Pybullet SubprocVecEnv Multiprocessing leads to Broken Pipe Error
See original GitHub issueDear All,
I am new to SB3. I have been able to run few basic codes. Recently, I trained KukaDiverseObjectEnv successfully with SAC algorithm. Now I want to run multiple environments using SubProcVecEnv. It did not work for me. I want to share my experience here and hopefully, someone will be able to help me in fixing this bug. I am running all these codes on Google Colab.
I am using a Gym Wrapper to convert the observation images from channel-last format to channel-first format and normalize the pixels between 0 and 1. My wrapper is as follows:
import gym
import numpy as np
class NormalizeObsvnWrapper(gym.Wrapper):
"""
:param env: (gym.Env) Gym environment that will be wrapped
"""
def __init__(self, env):
assert isinstance(env.observation_space, gym.spaces.Box),\
"Valid for continuous observation spaces of type gym.spaces.Box"
self._height = env.observation_space.shape[0]
self._width = env.observation_space.shape[1]
self._channels = env.observation_space.shape[2]

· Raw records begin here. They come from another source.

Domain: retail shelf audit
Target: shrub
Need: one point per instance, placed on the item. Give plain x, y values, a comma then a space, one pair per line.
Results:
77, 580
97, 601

env.observation_space = gym.spaces.Box(low=0, high=255,
shape=(self._channels,
self._height,
self._width))
env.reward_range = (-np.inf, np.inf)
# call the parent constructor so that we can access self.env
super(NormalizeObsvnWrapper, self).__init__(env)
def _modify_obsvn(self, obs):
new_obs = np.transpose(obs, (2, 0, 1))
new_obs = np.asarray(new_obs, dtype=np.float32) / 255.0
return new_obs
def reset(self):
"""
Convert Images from HxWxC format to CxHxW
Normalize the pixels between 0 and 1.0
"""
return self._modify_obsvn(self.env.reset())
def step(self, action):
obs, reward, done, info = self.env.step(action)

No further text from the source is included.